Friends, hope you are having a great summer! I’d love to hear from you about the shininess of your explorations. Where have you gone this summer? What are some things you noticed? And how are you dealing with your travelers’ guilt?
If you happen to be in San Diego on the second Wednesday of the month, I host a reading series called Wandering Words. Come say hi!
As always, thanks for reading and being my community.
~Michele
I just completed a 1.5-year-long trip with my wife and 10-year-old daughter. We flew east from California and just kept going until we came back to it across the Pacific Ocean. It was a mix of flying and overland/sea travel. I understand the debacle of wanting to experience this world but realizing that every form of transport generates pollution, and that it seems like too many places are glutted with tourists and their waste. At the same time, I also understand that most people on this planet are in difficult economic times, and that if we act wisely and carefully wherever we go, we are supporting people who deserve help. Merely by searching out that little locally-owned guest house and eating in a hole-in-the-wall restaurant.
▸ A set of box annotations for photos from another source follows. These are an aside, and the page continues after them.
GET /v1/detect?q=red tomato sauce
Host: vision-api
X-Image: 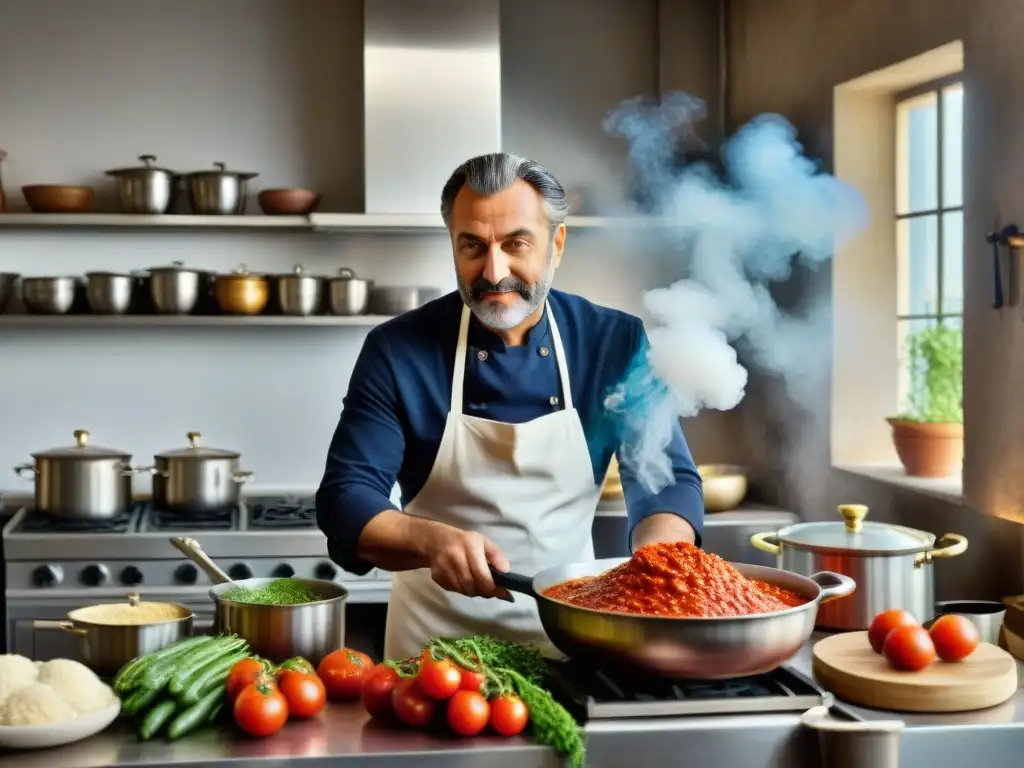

[544,542,807,618]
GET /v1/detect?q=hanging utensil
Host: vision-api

[985,224,1017,309]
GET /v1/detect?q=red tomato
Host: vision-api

[447,690,490,736]
[316,648,374,698]
[224,658,267,703]
[459,668,487,693]
[278,670,327,718]
[416,657,462,699]
[234,680,288,736]
[490,693,529,736]
[928,613,981,662]
[867,608,918,653]
[882,627,935,672]
[391,677,437,726]
[359,664,401,718]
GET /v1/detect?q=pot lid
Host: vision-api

[185,163,259,181]
[106,155,177,176]
[776,504,935,555]
[157,432,242,459]
[32,429,131,460]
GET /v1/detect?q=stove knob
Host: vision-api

[227,562,253,582]
[32,565,63,587]
[82,565,111,587]
[313,562,338,582]
[121,565,142,587]
[174,562,199,584]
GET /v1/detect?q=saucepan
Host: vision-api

[492,557,856,680]
[171,537,348,666]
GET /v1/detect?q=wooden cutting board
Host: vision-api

[813,632,1017,712]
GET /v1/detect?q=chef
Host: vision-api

[316,153,703,658]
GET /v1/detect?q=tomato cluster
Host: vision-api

[225,658,327,736]
[867,608,981,672]
[359,652,529,736]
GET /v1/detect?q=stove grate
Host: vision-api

[11,506,138,534]
[248,497,316,528]
[551,662,830,719]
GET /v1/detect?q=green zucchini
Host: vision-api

[178,651,249,706]
[167,688,224,740]
[121,688,160,717]
[114,635,213,692]
[138,698,178,741]
[167,638,248,695]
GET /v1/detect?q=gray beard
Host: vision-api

[458,254,555,331]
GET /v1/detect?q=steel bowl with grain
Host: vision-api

[493,557,856,680]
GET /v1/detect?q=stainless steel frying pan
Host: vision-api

[493,557,856,680]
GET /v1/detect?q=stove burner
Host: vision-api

[14,506,138,534]
[145,506,238,531]
[550,660,828,719]
[249,497,316,528]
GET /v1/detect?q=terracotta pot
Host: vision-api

[887,419,964,477]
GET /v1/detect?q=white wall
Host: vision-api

[0,0,720,490]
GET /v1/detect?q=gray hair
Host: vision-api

[441,152,569,232]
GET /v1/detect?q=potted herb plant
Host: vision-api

[888,323,964,477]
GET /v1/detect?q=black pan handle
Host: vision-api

[490,565,538,599]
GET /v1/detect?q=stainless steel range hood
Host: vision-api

[362,0,502,219]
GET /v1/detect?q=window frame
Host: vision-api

[893,72,966,329]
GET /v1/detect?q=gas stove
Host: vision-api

[3,496,387,602]
[549,660,833,721]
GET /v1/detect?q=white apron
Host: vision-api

[384,305,601,658]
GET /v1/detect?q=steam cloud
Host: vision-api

[604,93,867,493]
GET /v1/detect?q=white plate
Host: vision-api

[0,701,121,750]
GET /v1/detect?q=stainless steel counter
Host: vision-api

[8,630,1024,768]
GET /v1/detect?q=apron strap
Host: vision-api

[449,302,572,416]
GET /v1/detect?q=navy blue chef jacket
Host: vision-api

[316,291,703,574]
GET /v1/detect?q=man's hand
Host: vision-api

[424,523,512,601]
[633,512,697,552]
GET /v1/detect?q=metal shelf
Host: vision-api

[0,213,650,233]
[0,314,391,329]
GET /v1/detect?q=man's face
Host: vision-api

[451,181,565,331]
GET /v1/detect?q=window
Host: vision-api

[896,79,964,403]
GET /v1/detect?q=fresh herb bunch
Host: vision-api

[415,635,586,768]
[220,579,324,605]
[902,323,964,424]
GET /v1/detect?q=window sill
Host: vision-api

[834,464,964,504]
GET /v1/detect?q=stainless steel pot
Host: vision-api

[85,272,136,314]
[184,163,259,216]
[32,595,195,677]
[0,272,22,314]
[328,267,374,315]
[22,276,79,314]
[274,264,324,316]
[106,155,180,214]
[370,286,441,315]
[14,429,133,519]
[171,537,348,667]
[135,432,253,512]
[751,504,967,630]
[492,557,856,680]
[150,261,202,314]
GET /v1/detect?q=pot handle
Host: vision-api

[751,531,782,555]
[32,618,89,637]
[14,464,39,480]
[913,534,967,568]
[810,570,857,603]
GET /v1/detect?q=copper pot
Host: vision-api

[213,264,270,314]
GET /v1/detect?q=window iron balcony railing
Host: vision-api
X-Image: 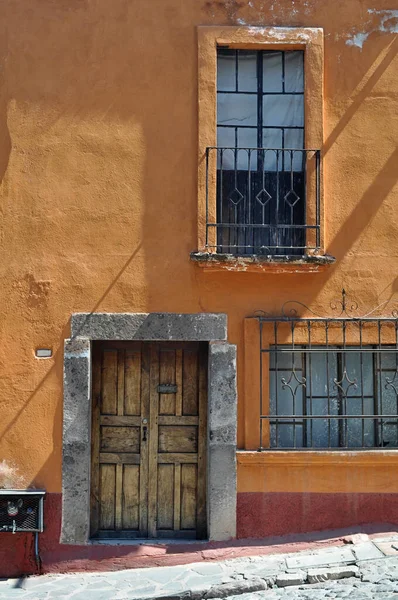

[206,147,321,256]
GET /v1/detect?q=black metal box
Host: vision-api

[0,490,45,533]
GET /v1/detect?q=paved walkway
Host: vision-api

[0,535,398,600]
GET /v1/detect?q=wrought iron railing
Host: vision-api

[256,290,398,450]
[206,147,321,255]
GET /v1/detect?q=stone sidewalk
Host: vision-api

[0,535,398,600]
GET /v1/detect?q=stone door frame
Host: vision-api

[60,313,237,544]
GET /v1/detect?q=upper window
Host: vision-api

[196,27,324,264]
[210,48,318,255]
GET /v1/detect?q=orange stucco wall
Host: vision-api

[0,0,398,506]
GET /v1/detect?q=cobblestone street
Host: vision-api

[0,534,398,600]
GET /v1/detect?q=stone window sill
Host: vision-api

[191,252,336,273]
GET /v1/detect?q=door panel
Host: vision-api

[91,342,207,538]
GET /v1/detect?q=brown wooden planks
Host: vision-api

[147,344,159,537]
[91,342,207,538]
[117,350,124,416]
[122,465,140,530]
[157,465,174,529]
[100,425,140,454]
[139,344,151,537]
[173,464,181,531]
[181,465,197,529]
[158,452,198,465]
[182,350,198,415]
[99,452,141,465]
[115,464,123,530]
[90,348,101,535]
[99,465,116,529]
[196,348,207,539]
[159,425,198,453]
[124,350,141,415]
[158,348,176,415]
[100,415,141,427]
[101,350,117,415]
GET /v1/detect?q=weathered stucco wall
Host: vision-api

[0,0,398,576]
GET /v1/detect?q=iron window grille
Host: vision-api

[206,48,321,255]
[257,293,398,450]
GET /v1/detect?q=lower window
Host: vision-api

[268,345,398,449]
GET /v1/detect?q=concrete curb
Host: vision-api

[144,563,370,600]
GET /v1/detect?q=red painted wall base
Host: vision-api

[237,492,398,538]
[0,493,398,577]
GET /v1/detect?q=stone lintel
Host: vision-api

[71,313,227,342]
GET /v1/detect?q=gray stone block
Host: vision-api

[61,339,91,544]
[275,571,307,587]
[197,577,267,600]
[208,342,237,445]
[286,546,356,569]
[307,565,359,583]
[72,313,227,342]
[352,542,384,560]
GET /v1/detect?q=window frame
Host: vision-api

[268,343,398,450]
[197,26,325,254]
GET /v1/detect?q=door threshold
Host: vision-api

[89,538,210,546]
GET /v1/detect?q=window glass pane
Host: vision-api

[378,352,398,448]
[343,398,375,448]
[263,52,282,92]
[217,50,236,92]
[263,94,304,127]
[341,352,374,398]
[284,129,305,172]
[217,93,257,125]
[306,352,339,448]
[217,127,235,170]
[306,352,337,398]
[238,129,257,171]
[238,50,257,92]
[285,51,304,92]
[270,346,302,370]
[263,129,282,171]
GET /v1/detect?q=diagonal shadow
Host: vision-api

[322,36,398,156]
[0,242,142,440]
[328,148,398,256]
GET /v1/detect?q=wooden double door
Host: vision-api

[91,342,207,539]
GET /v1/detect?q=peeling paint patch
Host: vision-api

[346,33,370,50]
[368,8,398,33]
[0,460,26,490]
[346,8,398,50]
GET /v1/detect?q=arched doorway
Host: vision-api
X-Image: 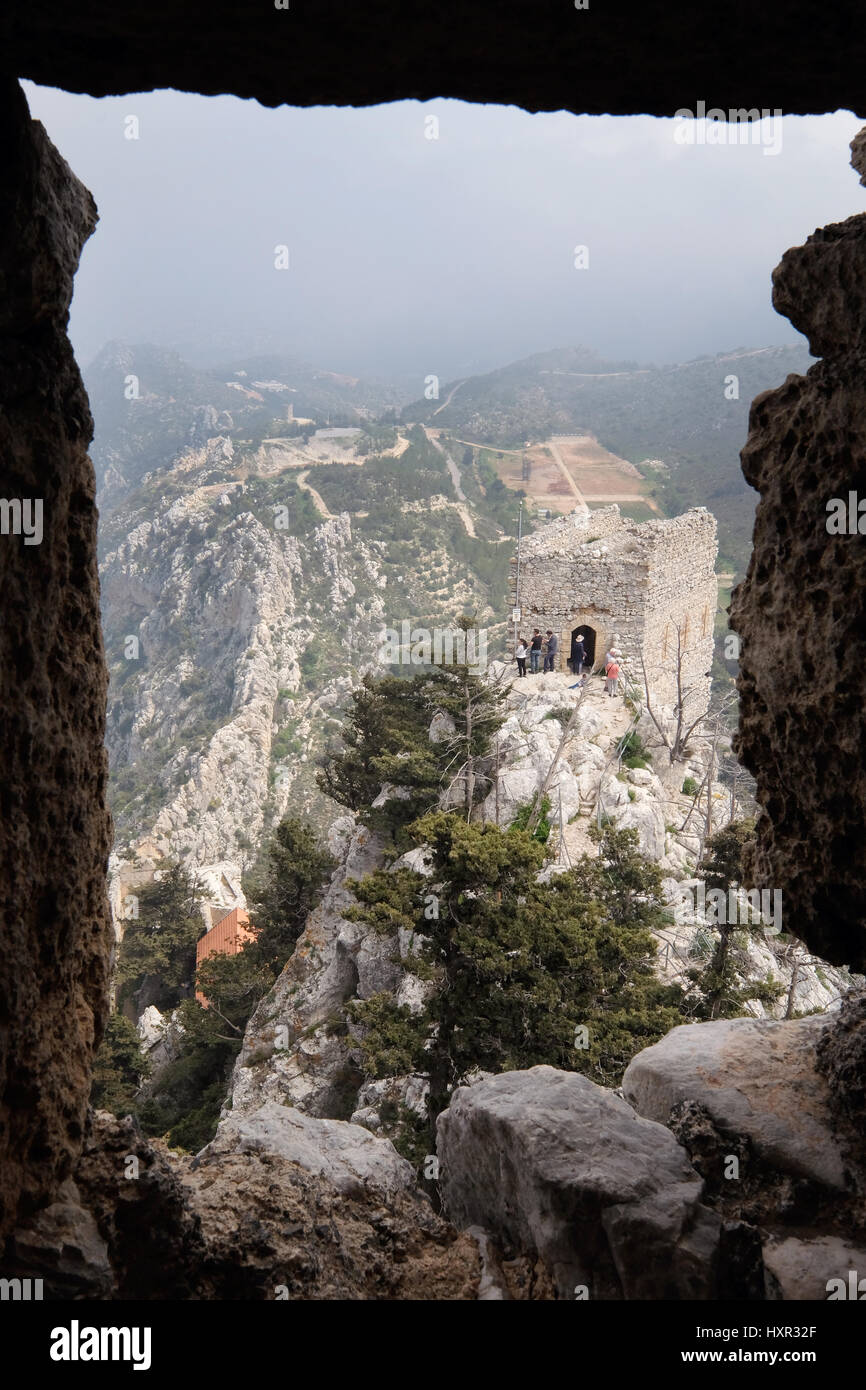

[571,623,596,670]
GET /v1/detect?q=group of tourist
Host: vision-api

[514,628,621,698]
[514,628,559,676]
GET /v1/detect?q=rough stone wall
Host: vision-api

[0,82,110,1237]
[512,506,717,720]
[731,139,866,970]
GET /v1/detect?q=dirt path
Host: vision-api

[545,439,589,512]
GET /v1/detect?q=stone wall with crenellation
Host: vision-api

[512,506,717,723]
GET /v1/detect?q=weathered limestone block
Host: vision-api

[0,82,110,1238]
[731,132,866,970]
[623,1017,848,1194]
[202,1101,414,1195]
[436,1066,721,1298]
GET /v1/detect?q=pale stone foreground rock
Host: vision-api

[199,1101,414,1197]
[436,1066,721,1298]
[763,1236,866,1301]
[623,1017,847,1191]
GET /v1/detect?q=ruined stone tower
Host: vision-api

[512,506,717,721]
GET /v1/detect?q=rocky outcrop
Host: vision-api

[816,990,866,1138]
[0,79,110,1238]
[731,140,866,970]
[0,1112,480,1301]
[436,1066,748,1298]
[207,1101,414,1197]
[231,817,403,1119]
[623,1017,847,1195]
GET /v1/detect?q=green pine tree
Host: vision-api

[317,614,506,852]
[688,819,784,1019]
[90,1013,150,1115]
[247,816,336,967]
[346,812,683,1151]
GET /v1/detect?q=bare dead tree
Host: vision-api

[639,626,737,763]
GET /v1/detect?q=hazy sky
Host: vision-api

[25,83,866,381]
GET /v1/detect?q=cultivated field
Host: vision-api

[467,434,659,516]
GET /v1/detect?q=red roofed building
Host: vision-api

[196,908,256,1008]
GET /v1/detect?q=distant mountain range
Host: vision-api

[403,345,813,574]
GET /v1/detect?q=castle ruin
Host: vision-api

[512,505,717,720]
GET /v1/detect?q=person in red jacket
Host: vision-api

[605,652,620,699]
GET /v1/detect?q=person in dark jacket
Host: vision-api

[545,628,559,671]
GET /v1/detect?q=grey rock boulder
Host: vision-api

[623,1017,847,1191]
[436,1066,721,1300]
[763,1236,866,1302]
[207,1101,414,1197]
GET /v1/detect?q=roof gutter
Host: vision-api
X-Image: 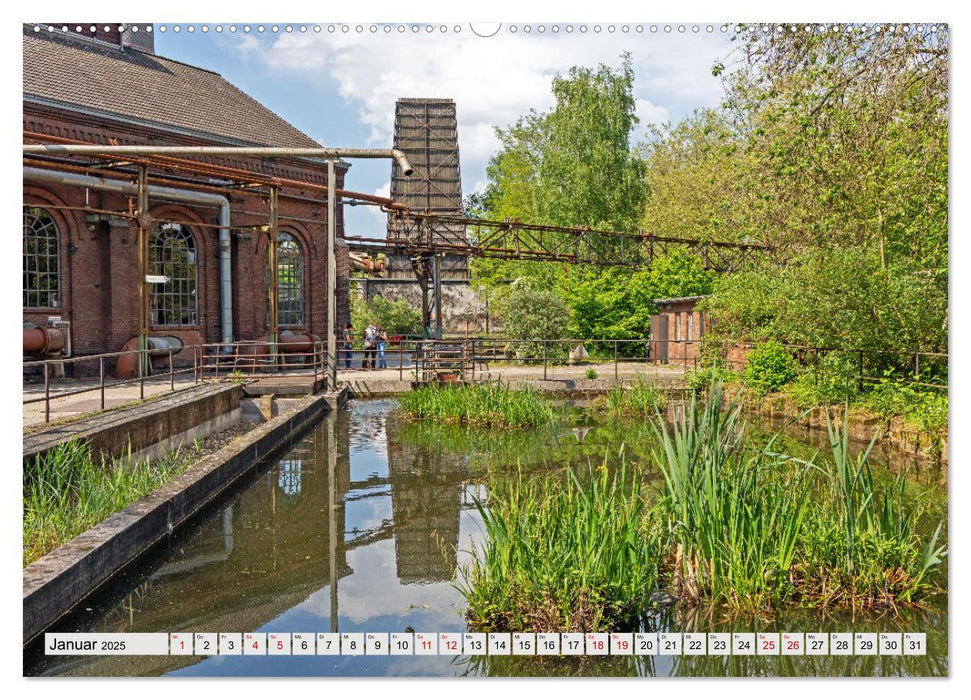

[24,167,233,344]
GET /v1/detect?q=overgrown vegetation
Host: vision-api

[459,385,947,631]
[351,290,422,341]
[593,377,667,419]
[399,383,555,428]
[459,465,661,632]
[743,341,796,396]
[23,440,200,566]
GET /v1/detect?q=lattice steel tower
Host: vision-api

[388,98,469,279]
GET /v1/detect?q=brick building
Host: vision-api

[23,25,348,364]
[651,296,709,363]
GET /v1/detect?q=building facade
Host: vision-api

[23,25,348,359]
[651,296,709,363]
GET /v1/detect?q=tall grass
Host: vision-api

[23,440,199,566]
[399,383,555,428]
[798,411,947,607]
[593,377,667,419]
[461,384,947,631]
[653,386,809,608]
[459,463,660,631]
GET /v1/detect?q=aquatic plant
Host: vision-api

[652,386,809,608]
[795,411,947,607]
[457,461,661,632]
[399,383,555,428]
[23,439,200,566]
[593,377,667,419]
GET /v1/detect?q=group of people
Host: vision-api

[343,323,388,369]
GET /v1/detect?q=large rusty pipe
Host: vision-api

[24,131,409,208]
[24,167,233,344]
[115,335,185,379]
[24,326,65,355]
[23,144,415,177]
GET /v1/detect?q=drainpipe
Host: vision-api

[24,167,233,344]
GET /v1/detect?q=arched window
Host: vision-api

[148,224,199,326]
[266,231,303,326]
[24,207,61,309]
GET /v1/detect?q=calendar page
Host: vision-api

[21,0,956,692]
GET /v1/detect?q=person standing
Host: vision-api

[378,323,388,369]
[361,322,378,369]
[342,323,354,369]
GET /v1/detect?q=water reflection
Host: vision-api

[25,401,947,676]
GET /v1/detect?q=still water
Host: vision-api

[24,401,948,676]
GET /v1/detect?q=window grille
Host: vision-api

[266,232,303,326]
[149,224,199,326]
[24,207,61,309]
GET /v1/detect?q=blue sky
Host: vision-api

[155,23,733,235]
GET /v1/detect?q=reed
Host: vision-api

[652,386,809,608]
[593,377,667,419]
[457,460,661,631]
[399,383,555,428]
[23,440,199,566]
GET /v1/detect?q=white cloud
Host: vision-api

[634,98,671,131]
[230,26,729,196]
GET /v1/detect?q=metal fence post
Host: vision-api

[44,362,51,423]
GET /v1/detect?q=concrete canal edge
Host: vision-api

[23,384,243,468]
[23,392,346,644]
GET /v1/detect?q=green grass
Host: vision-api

[399,384,555,428]
[593,377,667,419]
[460,384,947,631]
[653,387,809,608]
[23,440,199,566]
[459,465,660,631]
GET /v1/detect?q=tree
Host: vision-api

[472,55,646,290]
[535,54,646,232]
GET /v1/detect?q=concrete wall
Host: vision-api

[23,396,327,643]
[351,277,499,333]
[23,384,243,469]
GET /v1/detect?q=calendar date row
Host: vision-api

[44,632,927,656]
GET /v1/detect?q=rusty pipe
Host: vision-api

[23,144,415,177]
[24,324,65,355]
[24,131,409,213]
[115,335,185,379]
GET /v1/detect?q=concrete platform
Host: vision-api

[337,362,688,397]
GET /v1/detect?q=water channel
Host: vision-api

[24,400,948,676]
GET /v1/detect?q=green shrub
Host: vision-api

[743,341,796,395]
[496,279,570,358]
[684,362,738,391]
[23,439,201,566]
[860,379,948,431]
[351,290,422,339]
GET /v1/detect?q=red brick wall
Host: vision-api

[23,105,348,366]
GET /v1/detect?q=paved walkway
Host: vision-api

[23,357,684,430]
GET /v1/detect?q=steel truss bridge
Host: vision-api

[344,210,773,273]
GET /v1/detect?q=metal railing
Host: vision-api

[339,337,948,391]
[338,338,702,382]
[22,341,335,424]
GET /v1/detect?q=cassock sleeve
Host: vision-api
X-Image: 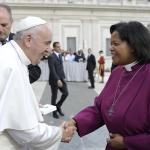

[73,96,104,136]
[124,134,150,150]
[7,123,62,150]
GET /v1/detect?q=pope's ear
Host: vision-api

[24,35,32,47]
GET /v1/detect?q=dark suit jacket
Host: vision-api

[8,33,41,83]
[86,54,96,71]
[48,53,65,84]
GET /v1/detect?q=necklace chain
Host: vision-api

[108,65,144,116]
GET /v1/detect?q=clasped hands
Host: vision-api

[61,119,77,143]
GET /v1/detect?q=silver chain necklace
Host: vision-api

[108,65,144,116]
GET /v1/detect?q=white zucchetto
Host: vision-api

[14,16,47,33]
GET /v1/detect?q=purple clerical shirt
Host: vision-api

[74,64,150,150]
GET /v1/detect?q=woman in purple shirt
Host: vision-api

[67,21,150,150]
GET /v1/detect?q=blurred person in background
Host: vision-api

[0,4,41,83]
[0,16,76,150]
[86,48,96,89]
[98,50,105,83]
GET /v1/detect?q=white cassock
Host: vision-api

[0,40,62,150]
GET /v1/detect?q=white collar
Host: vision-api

[10,40,31,66]
[124,61,138,71]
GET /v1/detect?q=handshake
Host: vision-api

[61,119,77,143]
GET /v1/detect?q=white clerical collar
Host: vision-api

[10,40,31,66]
[124,61,138,71]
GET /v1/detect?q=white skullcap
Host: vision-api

[14,16,47,33]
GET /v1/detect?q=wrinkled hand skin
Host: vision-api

[107,133,126,150]
[61,119,77,143]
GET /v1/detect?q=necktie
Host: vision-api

[1,40,6,45]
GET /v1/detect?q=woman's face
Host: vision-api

[110,31,135,65]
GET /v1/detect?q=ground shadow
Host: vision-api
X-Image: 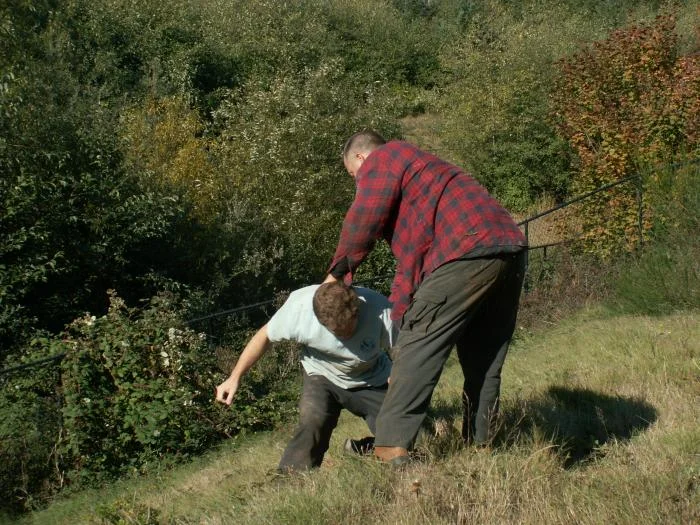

[494,386,658,468]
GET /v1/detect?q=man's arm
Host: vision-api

[329,148,404,279]
[216,325,270,405]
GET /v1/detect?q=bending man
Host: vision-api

[216,282,393,472]
[326,131,526,464]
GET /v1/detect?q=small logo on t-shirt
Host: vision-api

[360,337,375,352]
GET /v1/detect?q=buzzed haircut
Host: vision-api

[313,281,360,336]
[343,129,386,159]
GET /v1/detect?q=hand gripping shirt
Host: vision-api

[330,141,527,320]
[267,285,394,389]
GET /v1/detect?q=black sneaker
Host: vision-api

[343,436,374,456]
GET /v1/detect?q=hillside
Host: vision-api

[24,309,700,524]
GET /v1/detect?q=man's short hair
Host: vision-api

[313,281,360,337]
[343,129,386,159]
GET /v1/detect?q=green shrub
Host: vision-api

[612,164,700,314]
[0,293,298,510]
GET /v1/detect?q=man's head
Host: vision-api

[343,130,386,178]
[313,281,360,339]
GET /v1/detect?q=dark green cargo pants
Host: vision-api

[375,250,526,449]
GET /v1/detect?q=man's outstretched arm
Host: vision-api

[216,325,270,405]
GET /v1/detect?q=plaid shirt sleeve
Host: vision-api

[330,149,403,282]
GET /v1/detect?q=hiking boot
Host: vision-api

[343,436,374,456]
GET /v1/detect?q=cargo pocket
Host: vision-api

[401,290,447,333]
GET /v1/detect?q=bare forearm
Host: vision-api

[214,325,270,405]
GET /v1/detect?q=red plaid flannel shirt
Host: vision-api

[330,141,527,320]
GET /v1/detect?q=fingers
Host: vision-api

[214,382,237,406]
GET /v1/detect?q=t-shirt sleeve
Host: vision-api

[381,306,398,352]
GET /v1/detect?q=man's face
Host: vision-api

[343,152,365,179]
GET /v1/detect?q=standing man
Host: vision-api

[326,131,527,464]
[216,282,393,472]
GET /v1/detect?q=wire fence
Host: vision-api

[0,159,700,381]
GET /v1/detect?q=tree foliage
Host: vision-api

[552,16,700,254]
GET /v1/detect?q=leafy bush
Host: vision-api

[0,288,297,508]
[611,163,700,314]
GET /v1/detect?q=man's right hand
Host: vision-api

[216,377,238,405]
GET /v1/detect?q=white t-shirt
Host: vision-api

[267,285,394,389]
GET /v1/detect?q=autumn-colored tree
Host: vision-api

[551,15,700,256]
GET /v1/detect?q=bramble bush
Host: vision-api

[0,293,297,510]
[551,16,700,257]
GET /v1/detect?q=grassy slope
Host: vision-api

[23,311,700,524]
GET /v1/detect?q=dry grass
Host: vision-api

[23,311,700,524]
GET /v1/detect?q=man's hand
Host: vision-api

[216,377,239,405]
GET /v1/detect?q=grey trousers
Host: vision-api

[375,250,526,449]
[278,372,386,472]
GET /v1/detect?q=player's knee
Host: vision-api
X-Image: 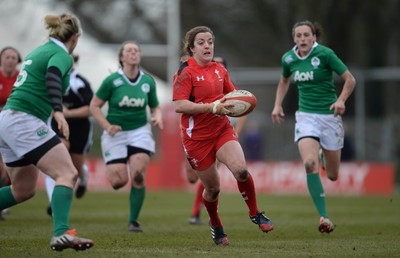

[326,171,339,181]
[188,177,198,184]
[14,189,36,203]
[133,171,144,185]
[211,189,219,200]
[304,160,317,174]
[111,182,125,190]
[205,187,220,200]
[239,169,249,181]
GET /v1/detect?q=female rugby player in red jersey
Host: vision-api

[173,26,274,245]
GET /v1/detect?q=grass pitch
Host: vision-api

[0,188,400,258]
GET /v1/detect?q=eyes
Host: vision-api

[295,32,312,38]
[195,39,214,46]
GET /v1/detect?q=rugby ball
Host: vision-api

[224,90,257,117]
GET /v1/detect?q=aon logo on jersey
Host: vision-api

[119,96,145,107]
[294,71,314,82]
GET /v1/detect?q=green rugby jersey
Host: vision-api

[3,39,72,123]
[96,69,159,131]
[282,43,347,114]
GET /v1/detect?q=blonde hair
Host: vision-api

[118,40,141,67]
[44,13,82,43]
[182,26,215,57]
I also deeply considered the benefits of showing my daughter places most people know nothing about, at a young age, and the positive impact that will surely have on her adult worldview. I know it will, because that is what my parents did for me so many years ago. And if more people in the US (and elsewhere) had a more expanded worldview, our current global problems would be addressed with much more wisdom and shared understanding.
So, in the end, I felt that in the balance of positives and negatives, I was doing more good than not by traveling in the way we did. It was a lot of work, but I was much happier doing that than sitting in the US dealing with normal life.